I'm not surprised - being indoors was absolutely unbearable it was so hot


----------



## thorwold (Dec 19, 2015)

The show is awful. Maybe they'll turn it into something good, and it's too early to judge it, but I have my doubts. I can understand them wanting to build their own guys, but if they have access to people like Smith and Ospreay then why not make more use of them? They're going for old school cheese over doing something exciting and new, and comparing it to some of the stuff the WWE UK guys are doing is never going to end well. I've found myself spending my Sunday's marathoning this show plus the G1, plus NXT, plus Friday Night Arena Mexico the past couple of weeks, and it makes me feel sad for this country.


----------



## zrc (Nov 14, 2011)

Anyone watching in a bit?

Noticed they have a store. And charging £14 for a mug! :lmao


----------



## Pizzamorg (Apr 5, 2016)

I haven't even seen the second episode yet. For those who didn't like the first episode of this season, is this next episode any better?


----------



## zrc (Nov 14, 2011)

Pizzamorg said:


> I haven't even seen the second episode yet. For those who didn't like the first episode of this season, is this next episode any better?

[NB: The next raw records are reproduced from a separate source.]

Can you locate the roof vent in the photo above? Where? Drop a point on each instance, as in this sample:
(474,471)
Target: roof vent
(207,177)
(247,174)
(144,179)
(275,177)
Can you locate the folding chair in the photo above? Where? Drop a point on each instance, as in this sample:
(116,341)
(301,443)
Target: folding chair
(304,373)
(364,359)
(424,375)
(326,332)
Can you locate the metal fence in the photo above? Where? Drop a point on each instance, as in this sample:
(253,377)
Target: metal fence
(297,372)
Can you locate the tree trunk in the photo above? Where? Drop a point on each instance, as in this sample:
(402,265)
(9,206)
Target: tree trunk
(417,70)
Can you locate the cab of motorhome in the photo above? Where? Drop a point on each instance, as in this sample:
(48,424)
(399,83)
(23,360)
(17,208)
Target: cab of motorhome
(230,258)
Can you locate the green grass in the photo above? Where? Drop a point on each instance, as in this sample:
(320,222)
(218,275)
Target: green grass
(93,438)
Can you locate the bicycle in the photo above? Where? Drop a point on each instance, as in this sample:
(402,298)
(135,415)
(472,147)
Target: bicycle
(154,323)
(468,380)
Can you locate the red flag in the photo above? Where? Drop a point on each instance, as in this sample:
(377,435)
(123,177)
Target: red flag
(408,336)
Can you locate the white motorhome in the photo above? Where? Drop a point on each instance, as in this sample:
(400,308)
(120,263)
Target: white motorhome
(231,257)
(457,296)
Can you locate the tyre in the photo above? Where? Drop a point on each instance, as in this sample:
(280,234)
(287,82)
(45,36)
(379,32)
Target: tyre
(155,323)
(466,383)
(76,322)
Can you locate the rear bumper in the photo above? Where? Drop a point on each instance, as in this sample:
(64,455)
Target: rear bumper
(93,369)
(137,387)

Women's match was the highlight, if you can watch through the constant camera changes.

Grado vs Samuels just terrible. A shit opener seems to be a common theme. 
Kirby vs Hendry was decent until the end. 
The camera work is still terrible, just doesn't seem as bad as last week.

Tag match wasn't bad, wasn't great either.

Crater lol. 

I can see what they're trying to do with Sysum, but nobody gives a crap. 

Not a bad episode this week, camera work wasn't as bad IMO.


----------



## Lesnar Turtle (Dec 6, 2011)

Probably the best episode so far. I thought the camera work seemed a little less manic too.


Hopefully the ratings dont drop again this week, cant see ITV having much patience with it if its not getting them decent numbers,


----------



## UniversalGleam (Jan 30, 2017)

Lesnar Turtle said:


> Hopefully the ratings dont drop again this week, cant see ITV having much patience with it if its not getting them decent numbers,


I would very very surprised if this does well tbh. This kind of program will probably end up like the new top gear, people tune in out of interest to see what its about and then week by week they gradually drop away.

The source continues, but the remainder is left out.